A supportive community
The Kéré Foundation e.V. was founded in 1998 (under the name Schulbausteine für Gando) by internationally renowned Burkinabè architect Francis Kéré with the aim of giving back to the community of Gando that raised him.
Gando is a district located in the vicinity of Tenkodogo in the Centre-Est region of Burkina Faso. Our work there intends to provide the community with the means towards a socially, economically and ecologically sustainable future through projects that focus on education, health and the environment. In the pursuit of these goals we have developed a collaborative practice that makes innovative use of local resources.
Our compact and agile structure is made up of an administrative board based in Germany and two project managers in Burkina Faso, with further employees hired on a project basis.
Francis Kéré
Francis Kéré was born in Gando, a village in the Centre-Est region of Burkina Faso. As the eldest son of his community’s leader, he was one of the first children in Gando to be formally educated. But with no school in the village, this meant he had to leave Gando aged seven to live with relatives. After finishing his secondary education, he trained as a carpenter and won a scholarship to pursue an apprenticeship in Germany. Propelled by a thirst for knowledge, his journey took him first to Munich and later to Berlin. In the newly reunified capital, and now fluent in German, he completed his Abitur (German high school diploma) in order to enrol as an architecture student at the Technische Universität Berlin.
During these years, mindful of the pressure to return to Gando and live up to collective expectations, he began to reflect on how best to serve the community that raised him. In 2001 while still a student, he designed and raised funds for his first building, the Gando Primary School, and created Schulbausteine für Gando, the predecessor to the Kéré Foundation e.V. A long collaborative process ensued, by which the people of Gando came to accept and adopt the innovative construction methods and materials he advocated for. The trust gained through the successful realisation of the project is the foundation upon which all later work in Gando was made possible.

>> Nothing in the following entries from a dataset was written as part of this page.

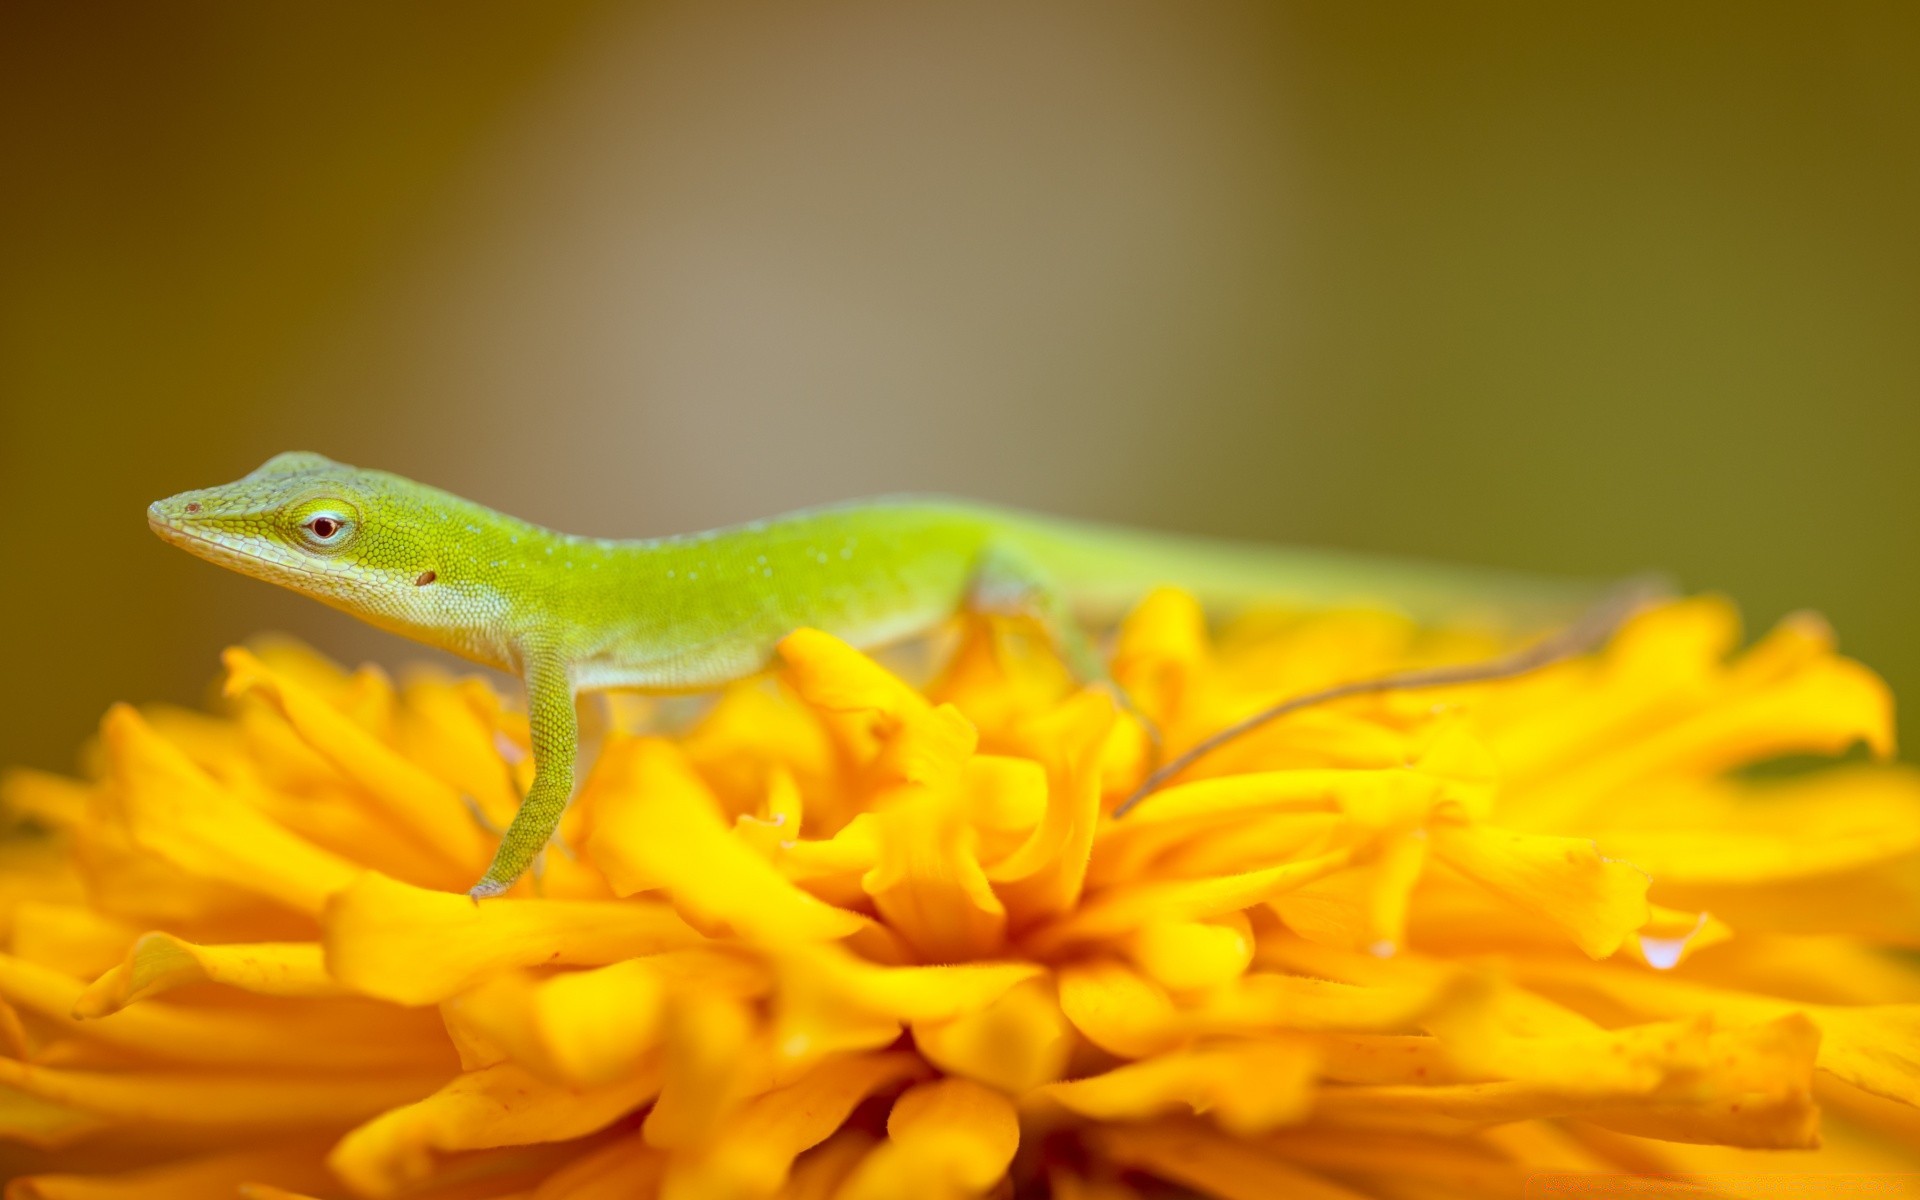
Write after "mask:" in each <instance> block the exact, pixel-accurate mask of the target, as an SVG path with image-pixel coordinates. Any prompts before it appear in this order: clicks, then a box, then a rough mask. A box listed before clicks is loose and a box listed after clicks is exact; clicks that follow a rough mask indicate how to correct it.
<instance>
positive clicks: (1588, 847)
mask: <svg viewBox="0 0 1920 1200" xmlns="http://www.w3.org/2000/svg"><path fill="white" fill-rule="evenodd" d="M1430 835H1432V849H1434V854H1438V856H1440V860H1442V862H1446V864H1448V866H1452V868H1453V870H1457V872H1459V874H1463V876H1467V877H1469V879H1473V881H1475V883H1480V885H1482V887H1486V889H1490V891H1494V893H1498V895H1500V897H1501V899H1505V900H1507V902H1511V904H1517V906H1521V908H1526V910H1534V912H1540V914H1542V916H1546V918H1549V920H1551V922H1555V924H1557V925H1559V927H1563V929H1565V931H1567V933H1569V935H1571V937H1572V941H1574V945H1578V947H1580V948H1582V950H1586V952H1588V954H1590V956H1594V958H1605V956H1607V954H1613V952H1615V950H1619V948H1620V943H1622V941H1626V935H1628V933H1632V931H1634V929H1638V927H1640V925H1644V924H1647V916H1649V910H1647V876H1645V874H1644V872H1640V870H1636V868H1634V866H1630V864H1626V862H1617V860H1611V858H1603V856H1601V854H1599V851H1597V849H1596V847H1594V843H1592V841H1582V839H1578V837H1546V835H1538V833H1515V831H1513V829H1494V828H1488V826H1455V824H1450V822H1436V824H1434V826H1432V829H1430Z"/></svg>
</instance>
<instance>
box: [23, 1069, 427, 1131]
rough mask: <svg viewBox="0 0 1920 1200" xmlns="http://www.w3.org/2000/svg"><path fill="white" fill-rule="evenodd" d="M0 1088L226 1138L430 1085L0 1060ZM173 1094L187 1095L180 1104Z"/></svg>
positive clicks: (396, 1077)
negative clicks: (133, 1068) (91, 1068)
mask: <svg viewBox="0 0 1920 1200" xmlns="http://www.w3.org/2000/svg"><path fill="white" fill-rule="evenodd" d="M0 1087H8V1089H13V1091H19V1092H25V1094H29V1096H35V1098H36V1100H46V1102H52V1104H58V1106H61V1108H65V1110H73V1112H81V1114H90V1116H94V1117H98V1119H100V1121H102V1123H123V1121H125V1123H140V1125H152V1127H157V1129H175V1131H194V1129H202V1131H207V1129H213V1131H223V1133H225V1135H227V1137H234V1135H242V1133H250V1131H273V1129H315V1127H319V1129H324V1127H336V1125H342V1123H346V1121H355V1119H363V1117H367V1116H371V1114H376V1112H380V1110H384V1108H392V1106H394V1104H403V1102H407V1100H409V1098H413V1096H419V1094H420V1092H422V1091H426V1089H428V1087H432V1083H430V1081H428V1079H426V1077H420V1075H286V1073H280V1075H225V1073H209V1071H179V1073H175V1071H67V1069H60V1068H44V1066H33V1064H25V1062H13V1060H12V1058H0ZM180 1096H192V1098H194V1100H192V1104H182V1102H180Z"/></svg>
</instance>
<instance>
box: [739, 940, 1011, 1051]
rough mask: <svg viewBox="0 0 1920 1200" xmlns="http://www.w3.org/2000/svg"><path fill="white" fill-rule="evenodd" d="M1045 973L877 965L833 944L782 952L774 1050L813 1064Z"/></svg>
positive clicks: (993, 969)
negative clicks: (1043, 973)
mask: <svg viewBox="0 0 1920 1200" xmlns="http://www.w3.org/2000/svg"><path fill="white" fill-rule="evenodd" d="M1039 973H1043V968H1041V966H1039V964H1027V962H977V964H964V966H902V968H893V966H874V964H870V962H864V960H858V958H854V956H852V954H849V952H845V950H841V948H839V947H831V945H816V947H801V948H795V950H789V952H785V954H781V956H780V966H778V977H780V983H778V993H776V1035H774V1044H776V1050H778V1054H781V1056H783V1058H787V1060H791V1062H795V1064H806V1066H810V1064H814V1062H818V1060H820V1058H824V1056H828V1054H833V1052H839V1050H870V1048H877V1046H885V1044H889V1043H891V1041H893V1039H897V1037H899V1033H900V1027H902V1025H904V1023H906V1021H943V1020H952V1018H956V1016H960V1014H966V1012H973V1010H979V1008H985V1006H987V1004H991V1002H993V1000H995V998H998V996H1000V995H1002V993H1006V989H1010V987H1014V985H1016V983H1020V981H1023V979H1031V977H1035V975H1039Z"/></svg>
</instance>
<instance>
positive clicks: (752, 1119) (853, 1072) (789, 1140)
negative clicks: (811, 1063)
mask: <svg viewBox="0 0 1920 1200" xmlns="http://www.w3.org/2000/svg"><path fill="white" fill-rule="evenodd" d="M924 1073H925V1066H924V1064H920V1062H918V1060H916V1058H914V1056H912V1054H849V1056H841V1058H828V1060H826V1062H822V1064H820V1066H816V1068H814V1069H812V1071H808V1073H806V1075H803V1077H801V1079H797V1081H793V1083H789V1085H787V1087H780V1089H774V1091H770V1092H766V1094H760V1096H755V1098H753V1100H749V1102H747V1104H745V1106H743V1108H739V1110H737V1112H735V1114H733V1116H732V1117H730V1119H728V1123H726V1127H724V1129H722V1131H720V1137H718V1140H714V1142H712V1144H710V1146H707V1148H703V1150H701V1152H697V1154H676V1158H674V1164H672V1167H670V1173H668V1177H666V1183H664V1187H662V1190H660V1194H662V1200H708V1198H712V1200H735V1198H747V1196H774V1194H776V1192H780V1190H781V1185H783V1183H785V1181H787V1173H789V1171H791V1169H793V1162H795V1158H799V1156H801V1154H803V1152H804V1150H808V1148H812V1146H818V1144H820V1142H824V1140H828V1137H831V1135H833V1131H835V1129H839V1127H841V1123H843V1121H845V1119H847V1117H849V1116H851V1114H852V1110H854V1106H856V1104H860V1100H864V1098H866V1096H870V1094H874V1092H877V1091H881V1089H885V1087H889V1085H895V1083H899V1081H902V1079H914V1077H918V1075H924Z"/></svg>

The Gando Primary School was also an important milestone in his architectural career, winning the prestigious Aga Khan Award for Architecture in 2004. In 2005 he founded his architectural practice, Kéré Architecture GmbH, taking on a wide range of projects, from community initiatives to civic institutions, from concept to execution and across diverse geographies.
He currently shares his time between ongoing projects in Gando, the Berlin-based Kéré Architecture office, the sites of his projects, which span four continents, and his teaching engagements in Munich. True to the approach that gave rise to his first project, his practice has become known for a vision that is grounded yet fiercely forward-looking.